PEEPA In Total Disarray

  • Employees work without contracts
  • HR Director takes 6 months paid sick leave
  • Deputy CEO over-looked as her junior appointed Acting CEO
  • Only parastatal in the country without website
  • Privatisation Masterplan fails implementation
  • Interns run departments

SONNY SERITE

While government is said to be losing patience with Public Enterprises, Evaluation and Privatisation Agency (PEEPA) over its failure to implement the national privatisation strategy, this publication has established that the organisation cannot even implement its own in-house strategy.
The Human Resource (HR) department, as the most important section of the organisation tasked with the conditions of service and welfare of employees is almost dysfunctional at PEEPA. Information gathered by the The Botswana Gazette is that HR Director Maele Rabashwa was hired against a medical doctor’s recommendation that she was not fit for employment due to health reasons. A medical doctor who is usually used by the organisation to vet new employees was said to have advised that Rabashwa was not fit for employment but PEEPA is said to have allowed her to seek second opinion from another doctor. PEEPA’s doctor seems to have been vindicated as Rabashwa allegedly spends most of her time on sick leave, much to the detriment of PEEPA’s human resources work. At one point in 2016, Rabashwa went on a six (6) months sick leave and was said to be on full pay during the entire period. PEEPA is also said to be operating without written down conditions of service for employees.
With staff complement of only 43, PEEPA is yet to launch the HR strategy that was approved two years back.
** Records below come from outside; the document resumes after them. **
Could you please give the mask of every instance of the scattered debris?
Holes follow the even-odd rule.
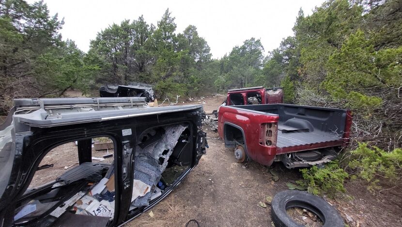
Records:
[[[110,158],[111,157],[113,157],[113,154],[108,154],[104,155],[103,156],[104,159],[107,159],[108,158]]]
[[[205,104],[205,103],[204,103]],[[216,112],[212,114],[207,114],[205,118],[202,121],[202,124],[207,125],[211,128],[211,130],[216,132],[218,131],[218,116]]]
[[[271,205],[271,203],[272,202],[272,197],[271,196],[266,196],[265,197],[265,200],[266,200],[265,203],[267,203],[267,202],[268,202],[269,203],[267,203],[268,204]]]
[[[294,190],[294,189],[297,189],[298,190],[300,191],[304,191],[307,190],[307,187],[306,186],[303,186],[298,184],[294,184],[291,182],[288,182],[286,183],[286,186],[288,186],[288,188],[291,190]]]
[[[147,102],[155,99],[152,85],[138,82],[127,85],[106,84],[99,88],[99,95],[101,97],[145,97]]]
[[[74,166],[74,165],[75,165],[77,164],[79,164],[79,162],[76,162],[76,163],[73,164],[72,165],[67,165],[67,166],[64,166],[64,169],[68,169],[70,167]]]
[[[41,165],[40,166],[38,166],[38,168],[36,169],[37,170],[40,170],[41,169],[47,169],[48,168],[51,168],[54,166],[54,165],[53,164],[46,164],[45,165]]]
[[[274,181],[278,181],[279,180],[279,177],[278,177],[278,173],[274,169],[271,169],[269,170],[270,173],[272,175],[272,177],[271,177],[271,178],[272,179],[272,180]]]
[[[104,159],[103,158],[98,158],[98,157],[92,157],[92,160],[97,160],[99,162],[103,162],[103,161],[105,161],[105,159]]]
[[[260,201],[260,203],[258,205],[263,208],[266,208],[266,204],[265,204],[265,203]]]

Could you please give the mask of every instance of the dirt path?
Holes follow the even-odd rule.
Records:
[[[205,101],[204,109],[210,113],[225,97],[205,97],[185,104]],[[207,127],[204,130],[209,148],[199,165],[152,209],[154,217],[147,212],[127,226],[184,227],[190,219],[197,220],[201,227],[271,226],[270,208],[260,208],[259,202],[266,196],[273,197],[287,189],[286,183],[299,179],[300,174],[278,163],[274,168],[279,179],[274,182],[268,168],[251,161],[244,168],[235,162],[232,149],[225,148],[217,133]],[[367,192],[362,182],[348,182],[346,186],[351,197],[327,199],[340,211],[349,226],[402,226],[400,188],[384,191],[376,196]]]

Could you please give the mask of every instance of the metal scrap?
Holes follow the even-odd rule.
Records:
[[[180,135],[187,127],[187,126],[181,125],[163,127],[165,132],[161,139],[145,147],[140,146],[140,145],[137,146],[134,179],[151,186],[156,186],[162,173],[168,165],[168,161]],[[150,137],[157,134],[157,130],[152,130],[146,133],[144,137]],[[150,137],[148,139],[151,139]],[[135,206],[149,205],[151,194],[152,193],[149,192],[143,196],[139,197],[134,201],[133,205]]]

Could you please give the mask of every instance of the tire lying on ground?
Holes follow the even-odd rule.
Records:
[[[287,190],[278,193],[272,200],[271,216],[276,227],[304,226],[288,215],[286,210],[293,207],[309,210],[321,219],[324,227],[344,226],[336,210],[322,198],[306,192]]]

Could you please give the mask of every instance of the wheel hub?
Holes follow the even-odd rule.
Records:
[[[246,161],[246,152],[243,146],[238,146],[234,149],[234,158],[238,162],[243,162]]]

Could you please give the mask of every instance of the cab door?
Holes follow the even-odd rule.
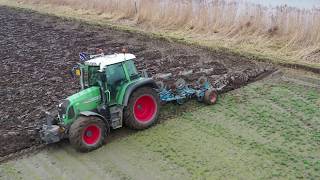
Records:
[[[110,91],[110,105],[117,103],[117,93],[127,82],[122,63],[112,64],[106,68],[107,89]]]

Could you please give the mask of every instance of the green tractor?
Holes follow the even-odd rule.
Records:
[[[125,124],[141,130],[156,123],[160,108],[157,85],[138,73],[133,54],[80,57],[84,62],[74,72],[80,77],[81,91],[58,105],[57,118],[48,114],[40,130],[44,142],[68,138],[77,150],[91,151],[104,143],[110,129]]]
[[[181,79],[174,89],[157,86],[159,82],[137,71],[135,58],[128,53],[80,53],[82,63],[72,72],[80,77],[81,91],[58,105],[57,117],[47,112],[41,139],[51,144],[68,138],[77,150],[91,151],[104,143],[111,129],[126,125],[141,130],[155,124],[160,102],[182,104],[194,97],[206,104],[216,102],[217,89],[205,78],[199,78],[197,87]]]

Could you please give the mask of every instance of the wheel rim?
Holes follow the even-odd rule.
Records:
[[[87,145],[95,145],[101,137],[101,129],[95,125],[89,125],[85,128],[82,135],[82,140]]]
[[[152,96],[143,95],[134,103],[133,112],[137,121],[147,123],[154,118],[157,112],[157,103]]]
[[[215,103],[217,100],[217,95],[215,92],[211,92],[211,95],[210,95],[210,102],[211,103]]]

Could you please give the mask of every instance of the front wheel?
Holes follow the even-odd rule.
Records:
[[[75,149],[88,152],[103,145],[107,135],[105,123],[95,116],[80,116],[70,127],[69,141]]]
[[[158,120],[160,100],[158,93],[151,87],[134,91],[124,112],[124,122],[132,129],[146,129]]]

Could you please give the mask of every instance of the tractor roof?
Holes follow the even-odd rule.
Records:
[[[117,64],[123,61],[136,58],[133,54],[121,53],[121,54],[111,54],[111,55],[102,55],[95,57],[93,59],[87,60],[84,64],[89,66],[100,66],[100,71],[102,71],[106,66],[111,64]]]

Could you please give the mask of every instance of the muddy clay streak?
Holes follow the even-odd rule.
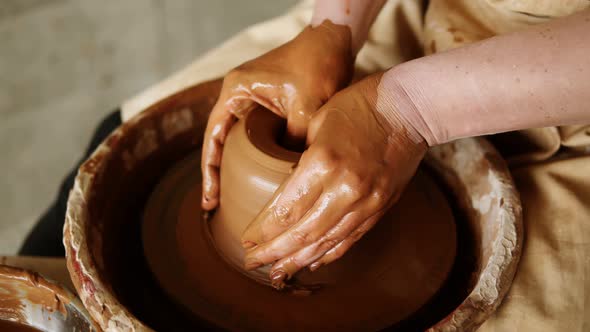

The situation at HR department is said to be so dire that one intern at HR who has since applied and was offered a job as IT Analyst in April has not been released to take up her new position and this raises questions on how she is going to be confirmed after probation because she is still doing HR work instead of the one she has been hired for at the IT department. Even though PEEPA retrenched their long serving Information Technology (IT) specialist in December last year on the basis that he did not have a Degree qualification, his position has not been filled and the IT department is now headed by an intern.
While in their Privatisation Master Plan of 2005 the organization undertakes to ‘‘establish and maintain a Website that will reach the general public and investors alike’’, this publication can confirm PEEPA is the only parastatal in the country still without a website. PEEPA introduced Privatisation Master Plan 2 in 2013 but nothing has come of it, something that is said to have forced government to move PEEPA from the Ministry of Finance to the Ministry of Presidential Affairs in April 2016 to allow close monitoring from Office of the President.
Several positions, including critical ones like Corporate Counsel have not been filled and the blame is pointed at the Human Resource department. The contract of CEO Kgotlayame Ramaphane came to an end last month and while the expectation was that the Deputy Chief Executive Officer Tiny Diswai would be favoured to act in his capacity, the Board has since appointed her junior, Ishmael Joseph to the position of Acting CEO. Joseph was the head of Performance Monitoring prior to his promotion. PEEPA has also disregarded recommendations of strategy consultants, DCDM Consulting, who had advised against the creation of position of Deputy Chief Executive Officer given the small size of the organization.
As part of the new strategy which is being implemented before the official launch, employees have only been given offer letters without contracts; something they complain hinders them from getting loans from financial institutions. Inside sources who spoke to this publication on condition of anonymity have revealed that for the past five years, employees have been receiving short-term contracts, some as short as one year. The strategy has only managed to lay off three long serving employees after the academic qualifications for their portfolio were raised.
Reached for comment on Monday, PEEPA Board Chairman Tally Tshekiso said he was constrained to comment before he meets with the parent ministry because some of the issues border on personal confidentiality of some members of staff. PEEPA Communications Manager Mosikare Mogegeh was on leave and had promised to have someone from his office respond to our questions before deadline but no response had been provided at the time of going for print.